MEPS 241:161-181 (2002)  -  doi:10.3354/meps241161

Fat content and fatty acid composition of forage fish and invertebrates in Prince William Sound, Alaska: factors contributing to among and within species variability

Sara J. Iverson1,*, Kathryn J. Frost2, Shelley L. C. Lang1

1Department of Biology, Dalhousie University, 1355 Oxford St., Halifax, Nova Scotia B3H 4J1, Canada
2Alaska Department of Fish and Game, Division of Wildlife Conservation, 1300 College Road, Fairbanks, Alaska 99701, USA

ABSTRACT: We determined the fat content and fatty acid composition of 26 species of fish and invertebrates (n = 1153) that are primary forage species of piscivorous seabirds and marine mammals in Prince William Sound (PWS), Alaska. Flatfish, shrimps and octopus had the lowest average fat contents (~1.0%), although some cods, as well as juvenile walleye pollock Theragra chalcogramma, Pacific herring Clupea harengus pallasi and pink salmon Oncorhynchus gorbuscha also ranged as low as 0.5 to 0.7% fat. The highest fat contents were found in eulachon Thaleichthys pacificus (25%), adult herring (21%) and the squid Berrytheuthis magister (5 to 13%). Within species, fat content varied mostly with season, but also with size. Fatty acid signatures generally distinguished forage species, with up to 95% of individuals correctly classified using either discriminant or classification and regression tree (CART) analyses. Discriminant plots provided insight into the relationships between fatty acid signatures of different species. Species with similar life histories and diets clustered closer together, while those with the greatest differences in ecology differed most in their fatty acid patterns. Within some species, changes in fatty acid signatures were apparent with increasing size and were consistent with known dietary shifts reported from stomach contents analyses. Furthermore, fatty acid signatures of Age 0 (yr) pollock and herring in PWS were consistent with previous stomach contents analysis that indicated annual differences in the timing of dietary changes from eating zooplankton to piscivory.

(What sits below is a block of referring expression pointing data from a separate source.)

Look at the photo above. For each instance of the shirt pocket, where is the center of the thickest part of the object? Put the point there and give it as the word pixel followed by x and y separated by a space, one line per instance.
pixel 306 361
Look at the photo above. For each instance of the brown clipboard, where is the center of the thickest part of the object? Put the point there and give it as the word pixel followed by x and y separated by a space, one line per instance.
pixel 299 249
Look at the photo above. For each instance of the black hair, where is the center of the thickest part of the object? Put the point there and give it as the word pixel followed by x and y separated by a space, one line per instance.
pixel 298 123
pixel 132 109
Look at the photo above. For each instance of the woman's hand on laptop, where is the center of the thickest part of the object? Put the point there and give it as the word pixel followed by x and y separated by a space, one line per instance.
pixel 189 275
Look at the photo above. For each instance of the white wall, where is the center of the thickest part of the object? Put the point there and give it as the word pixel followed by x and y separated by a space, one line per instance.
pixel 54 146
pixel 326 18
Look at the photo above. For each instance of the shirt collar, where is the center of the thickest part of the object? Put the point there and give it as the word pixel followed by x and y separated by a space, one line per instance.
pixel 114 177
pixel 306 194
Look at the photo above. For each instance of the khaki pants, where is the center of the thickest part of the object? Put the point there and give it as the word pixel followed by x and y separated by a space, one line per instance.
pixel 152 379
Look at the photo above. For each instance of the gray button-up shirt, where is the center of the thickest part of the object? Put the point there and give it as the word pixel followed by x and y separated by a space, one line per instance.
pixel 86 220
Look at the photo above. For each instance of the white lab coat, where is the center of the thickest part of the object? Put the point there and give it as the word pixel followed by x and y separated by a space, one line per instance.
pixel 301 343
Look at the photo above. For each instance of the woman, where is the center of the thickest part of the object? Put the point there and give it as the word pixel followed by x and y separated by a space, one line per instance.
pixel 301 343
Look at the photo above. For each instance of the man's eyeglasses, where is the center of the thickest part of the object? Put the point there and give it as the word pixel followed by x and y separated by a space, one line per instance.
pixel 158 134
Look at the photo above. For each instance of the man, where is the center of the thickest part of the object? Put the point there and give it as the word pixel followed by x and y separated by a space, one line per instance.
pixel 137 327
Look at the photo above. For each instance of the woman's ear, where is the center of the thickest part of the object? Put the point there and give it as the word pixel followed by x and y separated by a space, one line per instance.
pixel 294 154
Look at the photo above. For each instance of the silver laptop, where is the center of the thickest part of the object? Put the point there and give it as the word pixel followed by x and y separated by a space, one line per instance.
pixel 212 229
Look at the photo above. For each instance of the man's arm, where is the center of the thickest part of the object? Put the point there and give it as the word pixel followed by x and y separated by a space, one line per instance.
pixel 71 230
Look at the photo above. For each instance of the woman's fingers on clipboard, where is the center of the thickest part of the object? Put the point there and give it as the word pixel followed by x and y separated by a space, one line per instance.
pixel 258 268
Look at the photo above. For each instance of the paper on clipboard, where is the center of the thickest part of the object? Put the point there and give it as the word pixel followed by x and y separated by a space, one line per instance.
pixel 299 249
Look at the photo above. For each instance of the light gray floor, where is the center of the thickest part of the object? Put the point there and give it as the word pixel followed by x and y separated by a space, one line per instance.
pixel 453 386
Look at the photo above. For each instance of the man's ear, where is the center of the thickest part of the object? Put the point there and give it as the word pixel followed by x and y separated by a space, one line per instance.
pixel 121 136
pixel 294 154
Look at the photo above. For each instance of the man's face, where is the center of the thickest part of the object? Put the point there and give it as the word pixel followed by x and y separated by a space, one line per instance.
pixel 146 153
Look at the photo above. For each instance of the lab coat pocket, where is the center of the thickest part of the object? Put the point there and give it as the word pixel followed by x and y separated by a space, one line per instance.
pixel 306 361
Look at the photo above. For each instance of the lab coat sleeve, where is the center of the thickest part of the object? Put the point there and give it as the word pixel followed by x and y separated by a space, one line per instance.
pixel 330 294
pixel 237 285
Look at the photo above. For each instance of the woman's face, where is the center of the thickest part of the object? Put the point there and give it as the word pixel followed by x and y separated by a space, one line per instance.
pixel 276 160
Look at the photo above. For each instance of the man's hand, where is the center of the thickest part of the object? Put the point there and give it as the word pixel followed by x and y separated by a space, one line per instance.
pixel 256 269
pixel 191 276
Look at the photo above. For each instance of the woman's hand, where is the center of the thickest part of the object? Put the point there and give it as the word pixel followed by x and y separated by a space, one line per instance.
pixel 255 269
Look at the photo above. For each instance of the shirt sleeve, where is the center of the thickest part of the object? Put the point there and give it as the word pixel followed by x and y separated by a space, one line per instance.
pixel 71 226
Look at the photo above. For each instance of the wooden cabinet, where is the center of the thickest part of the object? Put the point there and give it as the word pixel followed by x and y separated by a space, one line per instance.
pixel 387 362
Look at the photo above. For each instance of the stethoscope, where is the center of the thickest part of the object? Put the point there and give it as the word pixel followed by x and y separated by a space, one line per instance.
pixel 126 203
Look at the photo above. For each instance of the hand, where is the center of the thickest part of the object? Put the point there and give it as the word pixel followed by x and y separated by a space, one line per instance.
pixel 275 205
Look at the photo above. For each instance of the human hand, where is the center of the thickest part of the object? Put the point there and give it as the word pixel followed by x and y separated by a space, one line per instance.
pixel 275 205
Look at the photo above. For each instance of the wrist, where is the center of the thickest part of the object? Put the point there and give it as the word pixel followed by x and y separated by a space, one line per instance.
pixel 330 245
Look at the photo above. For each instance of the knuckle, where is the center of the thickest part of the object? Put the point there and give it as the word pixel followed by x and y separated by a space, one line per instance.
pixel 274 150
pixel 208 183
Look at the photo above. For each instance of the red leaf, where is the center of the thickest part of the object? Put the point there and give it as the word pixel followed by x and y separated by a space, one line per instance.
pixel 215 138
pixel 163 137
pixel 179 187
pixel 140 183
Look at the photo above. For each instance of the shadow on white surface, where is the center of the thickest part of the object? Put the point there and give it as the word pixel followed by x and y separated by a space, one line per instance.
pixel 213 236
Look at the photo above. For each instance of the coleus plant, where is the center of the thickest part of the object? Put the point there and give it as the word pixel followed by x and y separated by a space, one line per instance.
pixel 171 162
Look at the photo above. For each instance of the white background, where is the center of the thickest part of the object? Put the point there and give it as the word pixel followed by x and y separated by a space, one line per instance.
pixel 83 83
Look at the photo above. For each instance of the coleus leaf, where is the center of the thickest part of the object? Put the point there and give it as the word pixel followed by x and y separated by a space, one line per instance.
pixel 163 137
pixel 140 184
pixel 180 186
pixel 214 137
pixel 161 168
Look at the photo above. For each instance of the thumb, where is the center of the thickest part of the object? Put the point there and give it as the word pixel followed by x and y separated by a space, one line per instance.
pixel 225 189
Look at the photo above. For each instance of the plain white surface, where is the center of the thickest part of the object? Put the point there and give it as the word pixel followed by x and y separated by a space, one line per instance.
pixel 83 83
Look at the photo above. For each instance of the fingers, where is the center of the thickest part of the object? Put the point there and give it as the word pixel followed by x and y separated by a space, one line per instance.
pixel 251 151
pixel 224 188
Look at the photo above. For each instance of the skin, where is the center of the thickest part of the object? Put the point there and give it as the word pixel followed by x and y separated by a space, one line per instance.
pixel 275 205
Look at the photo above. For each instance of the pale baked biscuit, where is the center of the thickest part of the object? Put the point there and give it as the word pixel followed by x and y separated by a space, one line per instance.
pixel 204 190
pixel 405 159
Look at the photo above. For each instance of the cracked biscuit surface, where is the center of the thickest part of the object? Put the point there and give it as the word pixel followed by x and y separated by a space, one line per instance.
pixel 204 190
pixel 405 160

Overall, when size/age classes were taken into account, species classification using fatty acid signatures was improved. Our findings have important implications for evaluating diets and food web interactions of fish stocks, as well as at higher trophic levels. Despite individual variation within species, our results indicate that fatty acid signatures accurately characterize forage species in this ecosystem, and consequently can be used to study and perhaps estimate the species composition of diets of their predators.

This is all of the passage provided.